Adalah Muhammad Bagir MA, dosen filsafat dan tasawuf pada Islamic College for Advanced Studies (ICAS) Jakarta, yang menjadi salah satu garda depan, dari pihak yang mengritik paradigma ini. Melalui filsafat perenial, sebuah disiplin keilmuan yang menggabungkan antara rasionalitas filosofis dengan dimensi irfani dari tasawuf, ia mencoba mengklarifikasi salah paham akal modern, yang menciptakan degradasi makna berpikir, dari intelek (akal batin), kepada reason (rasio). Baginya, pemisahan antara akal dan jiwa inilah yang membuat manusia modern, menjadi tuhan-tuhan kecil diatas bumi, yang sayangnya tak mampu melepaskan diri dari jerat samsara (kesengsaraan), akibat kedunguan spiritualitas, dan arogansi egoisme. Meminjam Lukacs, manusia modern tengah mengalami transcendental homelessness : hilangnya hubungan harmonis dan keterkaitan batiniyah dengan dunia. Orang tidak lagi menemukan makna dan tujuan hidup, justru ketika berbagai alat kemanusiaan telah dikuasai. Berikut ini wawancara Cahaya Sufi dengan dosen kelahiran Singapura dan lulusan Universitas Qum Teheran tersebut.

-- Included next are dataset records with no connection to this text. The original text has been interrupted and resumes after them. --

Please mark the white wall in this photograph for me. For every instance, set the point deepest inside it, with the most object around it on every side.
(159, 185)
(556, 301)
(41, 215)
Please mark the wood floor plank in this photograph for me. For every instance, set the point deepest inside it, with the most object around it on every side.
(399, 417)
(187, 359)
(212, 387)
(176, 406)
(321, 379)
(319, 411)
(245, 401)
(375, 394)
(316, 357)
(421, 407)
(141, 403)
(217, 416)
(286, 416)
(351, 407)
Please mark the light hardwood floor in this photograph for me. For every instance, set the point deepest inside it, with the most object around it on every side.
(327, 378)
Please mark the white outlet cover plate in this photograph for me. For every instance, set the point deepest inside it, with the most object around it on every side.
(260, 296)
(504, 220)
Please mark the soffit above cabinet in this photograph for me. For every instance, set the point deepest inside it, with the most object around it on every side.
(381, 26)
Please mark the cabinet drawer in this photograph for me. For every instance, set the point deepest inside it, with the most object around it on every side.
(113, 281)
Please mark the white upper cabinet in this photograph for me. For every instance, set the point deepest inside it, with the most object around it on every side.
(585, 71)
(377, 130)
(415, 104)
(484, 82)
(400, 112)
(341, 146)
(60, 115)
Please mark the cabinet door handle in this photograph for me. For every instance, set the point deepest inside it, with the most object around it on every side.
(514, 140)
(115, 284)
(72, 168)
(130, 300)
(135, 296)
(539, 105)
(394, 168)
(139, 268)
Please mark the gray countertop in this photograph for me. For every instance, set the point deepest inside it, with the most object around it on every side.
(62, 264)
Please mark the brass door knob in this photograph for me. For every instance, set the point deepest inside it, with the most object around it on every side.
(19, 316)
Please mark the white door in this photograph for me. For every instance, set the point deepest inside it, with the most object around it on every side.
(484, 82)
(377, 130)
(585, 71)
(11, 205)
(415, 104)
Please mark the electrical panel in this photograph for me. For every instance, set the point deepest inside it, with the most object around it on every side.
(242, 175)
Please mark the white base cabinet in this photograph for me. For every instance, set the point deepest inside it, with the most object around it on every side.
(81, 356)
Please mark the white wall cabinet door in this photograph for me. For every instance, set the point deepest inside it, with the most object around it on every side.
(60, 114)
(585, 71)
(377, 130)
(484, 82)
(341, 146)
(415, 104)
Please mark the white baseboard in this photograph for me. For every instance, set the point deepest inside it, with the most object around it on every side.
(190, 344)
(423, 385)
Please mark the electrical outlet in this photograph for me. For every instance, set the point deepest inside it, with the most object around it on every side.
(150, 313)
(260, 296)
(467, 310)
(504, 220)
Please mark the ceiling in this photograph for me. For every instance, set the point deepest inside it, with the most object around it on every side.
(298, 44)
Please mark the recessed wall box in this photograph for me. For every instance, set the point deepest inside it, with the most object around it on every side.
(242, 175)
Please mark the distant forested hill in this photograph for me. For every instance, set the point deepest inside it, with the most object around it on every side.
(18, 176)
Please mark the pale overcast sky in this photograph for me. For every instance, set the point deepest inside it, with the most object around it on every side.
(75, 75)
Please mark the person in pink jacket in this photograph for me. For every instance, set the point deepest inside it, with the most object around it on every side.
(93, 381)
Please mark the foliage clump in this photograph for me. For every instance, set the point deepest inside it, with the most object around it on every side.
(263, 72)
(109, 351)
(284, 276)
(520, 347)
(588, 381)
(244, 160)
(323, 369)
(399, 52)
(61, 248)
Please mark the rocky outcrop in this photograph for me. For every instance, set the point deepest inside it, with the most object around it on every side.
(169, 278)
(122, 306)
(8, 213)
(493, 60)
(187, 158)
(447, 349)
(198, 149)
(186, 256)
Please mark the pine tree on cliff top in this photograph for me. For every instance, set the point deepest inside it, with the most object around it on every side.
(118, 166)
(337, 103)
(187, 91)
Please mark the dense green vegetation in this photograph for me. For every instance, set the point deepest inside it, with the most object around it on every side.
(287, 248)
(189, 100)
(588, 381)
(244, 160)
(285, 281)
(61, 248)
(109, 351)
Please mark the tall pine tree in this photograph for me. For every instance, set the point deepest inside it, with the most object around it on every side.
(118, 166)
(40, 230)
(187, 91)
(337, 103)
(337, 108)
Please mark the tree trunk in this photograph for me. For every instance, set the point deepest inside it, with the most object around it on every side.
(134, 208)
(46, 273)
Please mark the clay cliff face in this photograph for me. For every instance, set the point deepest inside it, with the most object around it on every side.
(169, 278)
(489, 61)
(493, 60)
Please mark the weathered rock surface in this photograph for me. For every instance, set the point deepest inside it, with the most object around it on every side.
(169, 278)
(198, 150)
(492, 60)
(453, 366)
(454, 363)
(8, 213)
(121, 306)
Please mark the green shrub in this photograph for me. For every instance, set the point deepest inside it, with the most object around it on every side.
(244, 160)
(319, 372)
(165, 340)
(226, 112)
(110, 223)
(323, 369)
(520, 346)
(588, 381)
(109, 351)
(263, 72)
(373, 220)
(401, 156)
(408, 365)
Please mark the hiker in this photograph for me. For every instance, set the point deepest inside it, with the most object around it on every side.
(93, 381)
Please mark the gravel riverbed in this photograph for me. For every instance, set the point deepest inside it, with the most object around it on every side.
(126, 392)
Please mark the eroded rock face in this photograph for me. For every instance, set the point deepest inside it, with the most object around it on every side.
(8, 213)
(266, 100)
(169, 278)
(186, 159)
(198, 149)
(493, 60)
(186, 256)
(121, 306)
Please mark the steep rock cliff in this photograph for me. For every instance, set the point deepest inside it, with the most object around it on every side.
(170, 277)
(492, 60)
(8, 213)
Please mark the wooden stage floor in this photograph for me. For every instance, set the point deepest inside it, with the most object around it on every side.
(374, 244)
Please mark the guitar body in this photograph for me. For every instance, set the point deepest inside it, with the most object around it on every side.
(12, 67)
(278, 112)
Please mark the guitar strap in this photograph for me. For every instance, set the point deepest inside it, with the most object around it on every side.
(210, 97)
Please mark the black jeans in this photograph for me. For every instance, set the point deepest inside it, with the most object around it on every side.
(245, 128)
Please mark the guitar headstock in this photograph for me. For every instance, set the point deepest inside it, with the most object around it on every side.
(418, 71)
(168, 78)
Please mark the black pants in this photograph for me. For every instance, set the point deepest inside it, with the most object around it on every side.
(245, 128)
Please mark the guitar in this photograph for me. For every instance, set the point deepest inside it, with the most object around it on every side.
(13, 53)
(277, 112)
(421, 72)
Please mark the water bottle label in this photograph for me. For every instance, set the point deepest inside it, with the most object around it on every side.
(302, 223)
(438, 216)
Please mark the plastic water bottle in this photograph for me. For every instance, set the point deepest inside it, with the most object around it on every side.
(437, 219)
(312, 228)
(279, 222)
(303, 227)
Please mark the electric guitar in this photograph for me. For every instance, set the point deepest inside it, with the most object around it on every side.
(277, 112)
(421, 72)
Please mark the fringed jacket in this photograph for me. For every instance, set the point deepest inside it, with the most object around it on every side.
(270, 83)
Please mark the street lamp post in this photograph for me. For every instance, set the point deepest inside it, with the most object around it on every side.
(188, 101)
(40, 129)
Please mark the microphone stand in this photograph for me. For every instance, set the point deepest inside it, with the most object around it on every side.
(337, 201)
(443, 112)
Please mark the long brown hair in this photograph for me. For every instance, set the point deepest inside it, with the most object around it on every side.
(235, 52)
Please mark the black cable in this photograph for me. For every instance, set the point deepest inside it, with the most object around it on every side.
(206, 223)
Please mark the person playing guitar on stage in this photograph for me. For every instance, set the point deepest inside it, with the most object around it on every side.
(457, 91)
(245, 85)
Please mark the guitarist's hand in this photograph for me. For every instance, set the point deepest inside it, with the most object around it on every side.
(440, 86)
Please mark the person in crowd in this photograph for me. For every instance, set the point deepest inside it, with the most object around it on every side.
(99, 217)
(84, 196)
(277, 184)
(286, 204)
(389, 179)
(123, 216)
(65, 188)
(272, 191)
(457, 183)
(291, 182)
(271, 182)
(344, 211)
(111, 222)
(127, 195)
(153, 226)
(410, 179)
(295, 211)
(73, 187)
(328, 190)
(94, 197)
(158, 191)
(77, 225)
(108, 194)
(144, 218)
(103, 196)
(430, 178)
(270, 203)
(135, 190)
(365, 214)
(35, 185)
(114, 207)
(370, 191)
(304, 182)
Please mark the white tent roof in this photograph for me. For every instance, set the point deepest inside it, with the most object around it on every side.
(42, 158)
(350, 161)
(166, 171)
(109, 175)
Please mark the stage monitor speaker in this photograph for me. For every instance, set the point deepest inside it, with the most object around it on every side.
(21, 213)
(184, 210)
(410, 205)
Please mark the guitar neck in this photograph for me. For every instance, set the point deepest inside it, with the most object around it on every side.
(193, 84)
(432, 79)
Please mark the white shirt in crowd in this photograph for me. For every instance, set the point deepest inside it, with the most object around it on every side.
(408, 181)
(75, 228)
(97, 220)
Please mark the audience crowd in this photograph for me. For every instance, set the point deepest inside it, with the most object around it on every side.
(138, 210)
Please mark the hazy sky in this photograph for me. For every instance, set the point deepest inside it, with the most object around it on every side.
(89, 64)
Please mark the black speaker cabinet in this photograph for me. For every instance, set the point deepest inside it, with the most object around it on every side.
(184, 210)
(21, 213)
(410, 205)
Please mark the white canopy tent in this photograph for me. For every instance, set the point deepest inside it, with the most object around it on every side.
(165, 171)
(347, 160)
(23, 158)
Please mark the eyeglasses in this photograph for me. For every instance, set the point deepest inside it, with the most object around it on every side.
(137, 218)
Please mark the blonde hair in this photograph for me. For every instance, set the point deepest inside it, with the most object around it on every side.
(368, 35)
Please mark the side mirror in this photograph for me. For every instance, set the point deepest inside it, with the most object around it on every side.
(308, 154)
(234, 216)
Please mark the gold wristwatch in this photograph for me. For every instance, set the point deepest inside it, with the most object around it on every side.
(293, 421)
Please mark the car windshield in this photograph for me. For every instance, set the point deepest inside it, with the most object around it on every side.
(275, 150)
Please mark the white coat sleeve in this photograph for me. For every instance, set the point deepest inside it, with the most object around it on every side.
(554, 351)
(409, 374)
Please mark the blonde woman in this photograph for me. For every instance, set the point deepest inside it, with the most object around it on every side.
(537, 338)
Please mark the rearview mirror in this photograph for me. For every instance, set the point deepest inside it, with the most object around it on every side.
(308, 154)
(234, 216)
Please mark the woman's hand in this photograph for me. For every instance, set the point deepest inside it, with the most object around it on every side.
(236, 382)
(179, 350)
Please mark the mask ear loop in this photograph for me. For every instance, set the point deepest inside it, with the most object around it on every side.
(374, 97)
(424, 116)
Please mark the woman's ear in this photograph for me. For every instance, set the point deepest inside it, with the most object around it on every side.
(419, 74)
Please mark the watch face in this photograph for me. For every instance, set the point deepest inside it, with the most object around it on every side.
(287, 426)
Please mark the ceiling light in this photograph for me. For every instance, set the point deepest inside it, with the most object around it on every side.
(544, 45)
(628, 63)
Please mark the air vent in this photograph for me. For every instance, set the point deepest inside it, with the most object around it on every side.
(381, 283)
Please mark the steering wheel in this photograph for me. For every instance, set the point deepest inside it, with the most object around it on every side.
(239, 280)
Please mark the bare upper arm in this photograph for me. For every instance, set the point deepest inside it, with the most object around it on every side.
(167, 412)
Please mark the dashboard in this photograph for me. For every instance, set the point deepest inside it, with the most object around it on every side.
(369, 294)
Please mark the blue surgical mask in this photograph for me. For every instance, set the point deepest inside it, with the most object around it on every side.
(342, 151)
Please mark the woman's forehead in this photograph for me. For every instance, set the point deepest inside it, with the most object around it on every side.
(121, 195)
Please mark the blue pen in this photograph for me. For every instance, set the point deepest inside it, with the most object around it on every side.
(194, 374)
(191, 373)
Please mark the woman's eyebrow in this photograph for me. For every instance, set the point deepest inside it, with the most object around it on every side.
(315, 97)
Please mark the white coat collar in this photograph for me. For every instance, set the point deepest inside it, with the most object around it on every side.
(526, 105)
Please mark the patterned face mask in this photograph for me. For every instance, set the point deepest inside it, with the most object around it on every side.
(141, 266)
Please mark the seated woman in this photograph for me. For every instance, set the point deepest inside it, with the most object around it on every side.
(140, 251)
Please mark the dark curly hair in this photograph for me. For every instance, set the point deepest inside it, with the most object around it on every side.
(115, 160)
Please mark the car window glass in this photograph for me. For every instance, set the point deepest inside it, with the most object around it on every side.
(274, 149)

Menurut Mas Bagir, bagaimana tasawuf bisa menjelaskan, bahwa ketika berada di jalan Tuhan, maka kita bisa menyelesaikan masalah dunia (kemanusiaan)?

Kita lihat dalam Kristen dulu ya. Dalam Kristen, the word (kalimat) itu mendaging, meat, flesh. Antropomorfisme. Maknanya, Tuhan turun dalam form manusia. Ketika Tuhan turun dalam form manusia, sepertinya Tuhan merasakan kesengsaraan manusia. Dia mau menunjukkan, bahwa Aku dalam form manusia bisa menyelamatkan kalian dari kesengsaraan. Tuhan berkata, bahwa ketika manusia terhubung dengan Aku, mereka bisa selamat, salvation. Sementara dalam Islam kan teo-morfisme, bukan antropomorfisme. Tuhan tidak “mendaging” dalam manusia, tetapi manusia melangit. Jadi teo-morfisme merupakan tajalli Tuhan. Perbedaannya ada tapi tidak mencari mana yang benar mana yang salah. Disini manusia jadi tajalli-nya Tuhan. Berarti manusia jadi refleksi. Dan ketika manusia menjadi tajalli Tuhan, dirinya sendiri sudah tidak ada lagi. Jadi dalam Islam, manusia bisa menghilangkan individualisme untuk mencapai pada the divine (ketuhanan).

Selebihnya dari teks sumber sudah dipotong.